地域ごとに活動内容は異なりますが、野火止用水を守りたいという思いはどこも同じ。この日を共有することで、それぞれの取り組みがつながる貴重な機会となるでしょう。

3つのコースに分かれて清掃開始

当日は天候に恵まれ、快晴。集合場所の西分集会所には続々と参加者が集まってきました。

時間になると、野火止用水沿いで清掃・環境保全ボランティアをしている「川爺」の代表者が指揮を執り、開会のあいさつからスタート。「みんなで野火止用水をきれいにしましょう」と呼びかけます。

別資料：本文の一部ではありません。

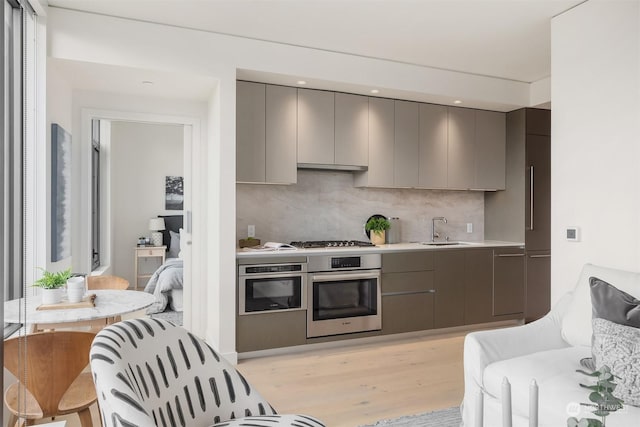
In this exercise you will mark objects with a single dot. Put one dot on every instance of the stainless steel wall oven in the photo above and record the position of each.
(271, 287)
(343, 294)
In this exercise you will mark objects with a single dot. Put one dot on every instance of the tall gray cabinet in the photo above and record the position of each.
(523, 211)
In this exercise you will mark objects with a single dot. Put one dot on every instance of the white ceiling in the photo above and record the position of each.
(509, 39)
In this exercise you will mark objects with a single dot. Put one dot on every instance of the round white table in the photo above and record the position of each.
(109, 304)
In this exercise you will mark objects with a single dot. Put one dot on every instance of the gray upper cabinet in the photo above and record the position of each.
(406, 148)
(352, 130)
(316, 125)
(281, 127)
(490, 150)
(433, 146)
(250, 132)
(381, 143)
(265, 133)
(461, 149)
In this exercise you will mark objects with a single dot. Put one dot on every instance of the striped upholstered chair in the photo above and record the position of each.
(149, 372)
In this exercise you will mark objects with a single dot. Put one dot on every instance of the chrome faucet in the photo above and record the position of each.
(435, 235)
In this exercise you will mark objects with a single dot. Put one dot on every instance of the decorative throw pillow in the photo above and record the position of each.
(174, 246)
(609, 302)
(618, 347)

清掃作業は、以下の3つのコースに分けて実施。Cコースのみ集合場所から少し離れているため、「野火止用水美化・ピカ隊」の皆さんがA・Bコースとは別行動で作業を進めてくださいました。

●Aコース:西分橋から北上し、国道254号までの緑道
●Bコース:西分橋から南下し、伊豆殿橋までの緑道
●Cコース:本田緑道から野火止用水史跡公園までの緑道

さらに、参加者は作業内容ごとに以下の2つのグループに割り振られました。その後、トングやごみ袋、剪伐用の道具を手に取り、いよいよ清掃作業が始まります。

●用水クリーングループ:用水や緑道沿いに放棄されたごみの収集・分別を担当
●環境整備グループ:外来植物の除去や、シラカシ幼木・アオキなどの低木常緑樹の除伐作業を担当

緑道沿いだけでなく、用水の中のごみも回収し、水の流れを妨げる倒木なども撤去。少しずつ景観が整っていきます。

ごみ拾いだけじゃない!若木の伐採も実施

木が生い茂る場所では、のこぎりを使った剪定作業も実施。「雑木の会」の方からは「若木のうちに切らないと手に負えなくなってしまう。だから定期的にこういった活動をすることが大事なんです」と教えていただきました。ただ、若木とはいえ結構な力仕事。数人がかりで、木を伐り、ごみ袋に詰めていきます。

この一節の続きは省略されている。